PPP Long March
- Date: 27 February 2022 – 8 March 2022
- Location: Karachi to Islamabad, Pakistan;
- Type: Long march
- Theme: Anti-government protest
- Organized by: Pakistan Peoples Party
- Participants: Bilawal Bhutto Zardari and supporters

= PPP long march =

Pakistani anti-government protest

The PPP Long March was an anti-government long march led by Pakistan Peoples Party's Chairman Bilawal Bhutto Zardari.

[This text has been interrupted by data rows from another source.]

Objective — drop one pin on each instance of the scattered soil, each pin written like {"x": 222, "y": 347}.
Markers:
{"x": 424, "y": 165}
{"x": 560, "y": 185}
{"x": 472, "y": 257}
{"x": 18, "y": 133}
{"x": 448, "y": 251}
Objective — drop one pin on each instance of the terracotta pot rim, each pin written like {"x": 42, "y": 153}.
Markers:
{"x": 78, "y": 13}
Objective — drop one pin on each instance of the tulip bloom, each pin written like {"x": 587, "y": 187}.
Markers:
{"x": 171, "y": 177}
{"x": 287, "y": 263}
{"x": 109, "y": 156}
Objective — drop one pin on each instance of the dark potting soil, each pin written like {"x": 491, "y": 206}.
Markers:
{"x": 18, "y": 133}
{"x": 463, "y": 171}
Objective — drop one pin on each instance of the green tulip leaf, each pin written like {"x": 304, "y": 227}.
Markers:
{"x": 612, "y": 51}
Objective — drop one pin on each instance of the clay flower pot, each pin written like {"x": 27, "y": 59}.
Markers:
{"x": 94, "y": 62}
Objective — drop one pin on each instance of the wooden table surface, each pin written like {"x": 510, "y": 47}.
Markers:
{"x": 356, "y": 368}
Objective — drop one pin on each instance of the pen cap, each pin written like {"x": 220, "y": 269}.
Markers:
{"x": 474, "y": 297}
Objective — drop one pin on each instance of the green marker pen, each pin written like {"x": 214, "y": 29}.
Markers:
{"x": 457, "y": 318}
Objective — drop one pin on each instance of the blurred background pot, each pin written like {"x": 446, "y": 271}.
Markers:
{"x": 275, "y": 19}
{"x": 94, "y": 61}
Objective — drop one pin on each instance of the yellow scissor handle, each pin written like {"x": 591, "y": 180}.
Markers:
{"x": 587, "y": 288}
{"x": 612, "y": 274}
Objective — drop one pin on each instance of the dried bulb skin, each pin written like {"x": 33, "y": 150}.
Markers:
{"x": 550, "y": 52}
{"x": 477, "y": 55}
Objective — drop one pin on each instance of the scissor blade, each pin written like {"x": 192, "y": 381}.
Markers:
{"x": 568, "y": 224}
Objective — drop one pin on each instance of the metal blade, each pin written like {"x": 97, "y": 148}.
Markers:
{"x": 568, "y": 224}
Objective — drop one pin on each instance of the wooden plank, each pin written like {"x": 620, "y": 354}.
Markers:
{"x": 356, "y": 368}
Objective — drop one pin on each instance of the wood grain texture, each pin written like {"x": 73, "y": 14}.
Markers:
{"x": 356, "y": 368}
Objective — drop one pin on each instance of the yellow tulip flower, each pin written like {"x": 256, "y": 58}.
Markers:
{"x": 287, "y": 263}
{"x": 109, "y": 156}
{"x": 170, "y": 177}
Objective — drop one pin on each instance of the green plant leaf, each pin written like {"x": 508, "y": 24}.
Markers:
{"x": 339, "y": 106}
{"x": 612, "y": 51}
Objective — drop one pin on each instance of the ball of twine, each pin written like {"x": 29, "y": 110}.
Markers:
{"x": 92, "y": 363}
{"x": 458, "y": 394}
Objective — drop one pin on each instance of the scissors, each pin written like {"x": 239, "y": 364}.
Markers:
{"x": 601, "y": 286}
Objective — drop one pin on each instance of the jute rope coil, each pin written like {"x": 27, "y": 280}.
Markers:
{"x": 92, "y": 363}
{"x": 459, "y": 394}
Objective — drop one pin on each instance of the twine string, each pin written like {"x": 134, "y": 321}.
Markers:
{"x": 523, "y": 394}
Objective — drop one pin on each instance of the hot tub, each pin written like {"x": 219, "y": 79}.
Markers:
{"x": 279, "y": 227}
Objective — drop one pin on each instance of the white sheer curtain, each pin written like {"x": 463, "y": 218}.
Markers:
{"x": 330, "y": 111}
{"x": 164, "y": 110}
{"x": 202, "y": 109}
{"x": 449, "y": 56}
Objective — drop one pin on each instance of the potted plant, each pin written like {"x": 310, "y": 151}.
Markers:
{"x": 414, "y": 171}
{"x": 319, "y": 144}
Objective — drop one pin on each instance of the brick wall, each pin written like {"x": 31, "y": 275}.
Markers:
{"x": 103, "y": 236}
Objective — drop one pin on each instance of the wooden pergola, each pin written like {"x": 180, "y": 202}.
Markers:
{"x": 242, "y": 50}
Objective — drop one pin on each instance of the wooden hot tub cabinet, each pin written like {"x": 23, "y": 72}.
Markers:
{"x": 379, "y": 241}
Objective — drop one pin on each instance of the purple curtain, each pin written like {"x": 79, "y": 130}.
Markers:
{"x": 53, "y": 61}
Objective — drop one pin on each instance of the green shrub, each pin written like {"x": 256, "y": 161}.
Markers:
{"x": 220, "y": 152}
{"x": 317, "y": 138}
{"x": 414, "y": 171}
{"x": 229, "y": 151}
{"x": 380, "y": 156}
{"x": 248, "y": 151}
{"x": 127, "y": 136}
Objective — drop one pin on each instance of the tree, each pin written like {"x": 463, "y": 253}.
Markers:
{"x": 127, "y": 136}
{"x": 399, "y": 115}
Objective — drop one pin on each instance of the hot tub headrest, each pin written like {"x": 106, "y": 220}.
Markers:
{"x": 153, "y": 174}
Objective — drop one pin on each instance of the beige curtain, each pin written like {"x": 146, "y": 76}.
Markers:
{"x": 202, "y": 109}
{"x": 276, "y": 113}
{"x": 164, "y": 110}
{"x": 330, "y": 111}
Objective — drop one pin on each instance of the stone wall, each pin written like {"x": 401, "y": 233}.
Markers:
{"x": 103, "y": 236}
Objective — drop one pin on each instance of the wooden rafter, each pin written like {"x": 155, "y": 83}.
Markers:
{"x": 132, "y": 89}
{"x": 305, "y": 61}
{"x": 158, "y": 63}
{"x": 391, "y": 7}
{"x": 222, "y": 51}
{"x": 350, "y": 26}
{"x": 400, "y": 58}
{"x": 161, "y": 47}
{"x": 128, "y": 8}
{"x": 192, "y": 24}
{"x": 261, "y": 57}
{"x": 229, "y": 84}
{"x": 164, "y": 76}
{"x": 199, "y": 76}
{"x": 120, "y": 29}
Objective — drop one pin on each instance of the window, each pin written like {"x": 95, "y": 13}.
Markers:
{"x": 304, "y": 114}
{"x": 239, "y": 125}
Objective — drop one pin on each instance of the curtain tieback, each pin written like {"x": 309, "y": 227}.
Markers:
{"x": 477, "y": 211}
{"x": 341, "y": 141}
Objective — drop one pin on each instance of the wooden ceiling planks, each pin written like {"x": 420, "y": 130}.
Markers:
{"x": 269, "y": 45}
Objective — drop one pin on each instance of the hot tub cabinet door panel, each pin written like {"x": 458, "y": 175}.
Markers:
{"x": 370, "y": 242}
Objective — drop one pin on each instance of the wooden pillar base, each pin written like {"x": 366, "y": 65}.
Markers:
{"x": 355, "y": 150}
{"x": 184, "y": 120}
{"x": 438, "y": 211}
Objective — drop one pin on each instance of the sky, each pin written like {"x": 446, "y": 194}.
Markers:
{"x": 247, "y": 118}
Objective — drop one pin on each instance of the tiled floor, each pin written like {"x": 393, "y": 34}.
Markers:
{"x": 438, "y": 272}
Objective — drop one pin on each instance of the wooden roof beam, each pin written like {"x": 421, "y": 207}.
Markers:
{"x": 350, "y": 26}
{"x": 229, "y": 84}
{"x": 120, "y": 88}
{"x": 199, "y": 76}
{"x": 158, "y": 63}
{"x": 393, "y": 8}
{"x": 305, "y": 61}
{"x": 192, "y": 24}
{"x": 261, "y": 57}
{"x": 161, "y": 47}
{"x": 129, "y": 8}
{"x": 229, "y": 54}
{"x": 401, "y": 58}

The march started from Mazar-e-Quaid in Karachi on Sunday, 27 February 2022 at 10 AM. The march planned to reach Islamabad in 10 days from Karachi via 34 different cities.

==March route and Timeline==
Bilawal Bhutto Zardari approved the route plan of the march.The march planned to reach Islamabad in 10 days from Karachi through 34 different cities.

- 27 February – The march, led by Bilawal Bhutto Zardari, started from Mazar-e-Quaid in Karachi at 10 am and reached Badin via Thatta and Sujawal
- 28 February – The march ended at Moro via Hyderabad, Halla, Nawabshah.
- 1 March – The march reached Khairpur from Moro, ending in Sukkur.
- 2 March – The long march started from Sukkur and reached Rahim Yar Khan via Ghotki.
- 3 March –The march started from Rahim Yar Khan and ended at Multan via Bahawalpur, Lodhran.
- 4 March – The march reached Sahiwal from Multan via Khanewal and Chichawatni.
- 5 March – The march entered Lahore from Sahiwal via Okara and Pattoki.
- 6 March – After departing from Nasir Bagh Lahore, the march reached Sheeranwala Bagh Gujranwala and stayed in Wazirabad.
- 7 March – The march left Lala Musa for Rawalpindi, ending at Rawalpindi Liaquat Bagh.
- 8 March – The march started from Rawalpindi, with the convoy reaching the federal capital Islamabad via various routes.